Mailing List Archive

Re: comms layering
Hi,

On Mon, 31 Jan 2000 14:37:24 -0500, Keith Barrett <kbarrett@redhat.com>
said:

> That was my thought. I think this is a good discussion topic, and I
> know I need help in either understanding why we won't use messaging
> (because we may also get asked by outsiders), or how clustering may
> future impact a personal effort on my part to provide a Message
> Queuing environment for Linux. I honestly don't understand why we
> would not want to layer ourselves from the commuications system. I
> also got the impression that one or two people in our Clustering
> symposium agreed.

> I will, of course, live with whatever Clustering architecture is
> designed.


>> Umm, sockets *are* the Unix transport-independent messaging layer.

> Forgive my ignorance here (I honestly don't know), but do socket calls
> support native ATM?

Yes, they do.

> I know they don't support direct ethernet without IP

Yes, they do, but you need to have root privileges to use SOCK_RAW (as
there are serious security implications in giving normal users raw
access to the wire!).

> (which might have offered some performance opportunities). Do future
> protocols always get included in the socket APIs?

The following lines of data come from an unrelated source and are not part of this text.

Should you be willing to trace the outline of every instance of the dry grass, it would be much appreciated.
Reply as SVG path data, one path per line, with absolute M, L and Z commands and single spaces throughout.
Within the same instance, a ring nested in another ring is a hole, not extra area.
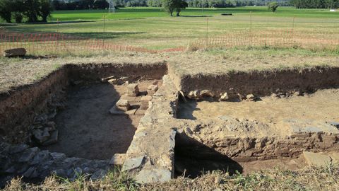
M 196 179 L 180 177 L 163 183 L 140 185 L 131 174 L 115 170 L 96 181 L 81 175 L 73 181 L 51 176 L 37 185 L 15 178 L 4 190 L 337 190 L 339 166 L 329 164 L 296 171 L 275 168 L 232 176 L 214 171 Z
M 338 52 L 302 49 L 244 48 L 188 52 L 103 52 L 100 56 L 38 59 L 0 59 L 0 92 L 35 83 L 66 64 L 143 63 L 167 61 L 178 75 L 225 74 L 233 71 L 273 70 L 316 66 L 339 66 Z

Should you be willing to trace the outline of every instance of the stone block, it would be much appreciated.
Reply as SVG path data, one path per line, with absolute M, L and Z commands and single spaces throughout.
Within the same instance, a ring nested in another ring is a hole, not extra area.
M 147 88 L 148 95 L 148 96 L 153 96 L 154 94 L 155 94 L 155 93 L 157 92 L 158 88 L 158 88 L 157 85 L 150 85 Z
M 127 86 L 127 96 L 138 96 L 139 95 L 139 87 L 137 83 L 130 83 Z
M 56 144 L 58 141 L 58 130 L 54 130 L 52 132 L 49 139 L 48 139 L 48 140 L 47 140 L 46 141 L 43 142 L 42 145 L 47 146 Z
M 120 99 L 117 102 L 115 105 L 118 110 L 123 111 L 128 111 L 131 109 L 131 105 L 129 105 L 129 102 L 127 100 Z
M 303 152 L 306 162 L 309 166 L 326 166 L 331 163 L 332 159 L 329 156 L 321 153 Z
M 139 183 L 163 183 L 171 180 L 172 173 L 165 169 L 144 169 L 136 176 L 136 181 Z
M 126 159 L 125 163 L 122 166 L 122 171 L 129 170 L 140 167 L 143 163 L 144 158 L 145 156 Z
M 116 85 L 119 83 L 119 80 L 116 79 L 109 79 L 107 82 L 111 83 L 112 85 Z
M 125 154 L 116 154 L 109 161 L 109 165 L 123 165 L 126 159 Z
M 117 105 L 114 105 L 114 106 L 113 106 L 113 108 L 112 108 L 109 110 L 109 113 L 112 114 L 112 115 L 135 115 L 136 111 L 137 111 L 136 109 L 133 109 L 133 110 L 128 110 L 128 111 L 124 111 L 124 110 L 121 110 L 120 109 L 118 109 L 117 108 Z
M 141 98 L 141 105 L 140 109 L 141 110 L 147 110 L 148 109 L 148 106 L 150 104 L 150 101 L 152 100 L 152 96 L 147 96 Z
M 26 50 L 25 48 L 14 48 L 4 51 L 4 57 L 24 57 L 25 54 Z
M 109 81 L 111 79 L 116 79 L 116 78 L 115 78 L 114 76 L 108 76 L 108 77 L 106 77 L 106 78 L 101 79 L 101 81 L 102 81 L 102 82 Z
M 34 156 L 35 156 L 35 155 L 38 151 L 39 151 L 39 149 L 37 147 L 33 147 L 33 148 L 30 148 L 28 149 L 26 149 L 23 153 L 23 154 L 21 155 L 21 157 L 20 157 L 18 161 L 20 163 L 28 162 L 31 159 L 32 159 Z

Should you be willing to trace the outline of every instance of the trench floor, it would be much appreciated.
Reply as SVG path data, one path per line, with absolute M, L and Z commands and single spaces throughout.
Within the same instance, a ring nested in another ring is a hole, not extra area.
M 304 96 L 261 98 L 258 101 L 181 103 L 179 117 L 200 120 L 222 115 L 275 123 L 283 120 L 339 121 L 339 89 L 319 90 Z
M 153 81 L 139 82 L 140 91 L 145 92 Z M 109 110 L 126 86 L 107 83 L 70 88 L 66 109 L 55 117 L 58 142 L 42 149 L 88 159 L 109 159 L 126 153 L 143 116 L 112 115 Z

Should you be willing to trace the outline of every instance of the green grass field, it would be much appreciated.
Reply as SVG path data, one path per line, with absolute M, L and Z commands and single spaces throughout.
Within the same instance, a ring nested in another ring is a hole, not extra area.
M 221 13 L 234 15 L 222 16 Z M 294 25 L 296 37 L 304 37 L 307 34 L 312 37 L 339 39 L 339 11 L 330 12 L 327 9 L 280 7 L 276 13 L 271 13 L 266 6 L 205 8 L 203 12 L 201 8 L 187 8 L 182 15 L 170 17 L 160 8 L 124 8 L 114 13 L 108 13 L 107 10 L 57 11 L 52 13 L 51 21 L 59 19 L 70 22 L 59 25 L 20 24 L 6 28 L 25 33 L 57 31 L 152 50 L 185 47 L 206 35 L 219 37 L 251 28 L 256 33 L 261 33 L 291 30 Z M 90 22 L 72 22 L 75 21 Z
M 296 9 L 294 7 L 280 7 L 275 13 L 268 11 L 266 6 L 251 6 L 218 8 L 187 8 L 182 13 L 184 16 L 220 15 L 222 13 L 232 13 L 235 15 L 249 14 L 255 16 L 268 16 L 280 17 L 322 18 L 338 18 L 339 13 L 330 12 L 328 9 Z M 150 17 L 167 17 L 168 14 L 160 8 L 121 8 L 114 13 L 108 13 L 107 10 L 81 10 L 81 11 L 56 11 L 52 14 L 51 21 L 75 21 L 75 20 L 100 20 L 103 16 L 107 19 L 131 19 Z

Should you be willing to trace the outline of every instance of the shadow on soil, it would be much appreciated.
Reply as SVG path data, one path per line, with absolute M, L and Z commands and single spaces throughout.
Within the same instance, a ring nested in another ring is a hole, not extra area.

The socket API is generic. You can define any protocol you want by
specifying a new address family and new protocol family constant on the
local system.

> I know from personal experience that socket calls do not work
> universally the same when you cross multiple platforms. For example;
> Some platforms (Motorola or AS400 if I remember correctly) did not let
> you create a pipe larger than 1k bytes; forcing you to deal with your
> own frame disection and reassembly (most other platforms allow a pipe
> at least 32k long).

I'm sold on the advantages. However, IP sockets _are_ a lowest common
denominator. The question that bothers me is, do we want to provide
messaging eventually as an API for clustered applications, or do we want
to provide it now and build the whole cluster infrastructure on top of
it?

The problem is that if we go the latter route, then we can code and test
_nothing_ until the message queues are in place. Using message queues
as infrastructure has its own set of problems, too --- cluster service
daemons which have to participate in recovery necessarily have to have
very different comms behaviour over a cluster transition than cluster
applications running above that level. A lock manager will need to
reset all of its cluster interconnections when recovery occurs. An
application using message queuing, on the other hand, should simply not
notice a cluster transition if it doesn't involve the loss of any node
it is communicating with.

> Some platforms block listeners, others support multiple listen
> connects. Also; not all systems support sockets (some use
> streams).

Streams-based systems almost always provide a socket API in addition.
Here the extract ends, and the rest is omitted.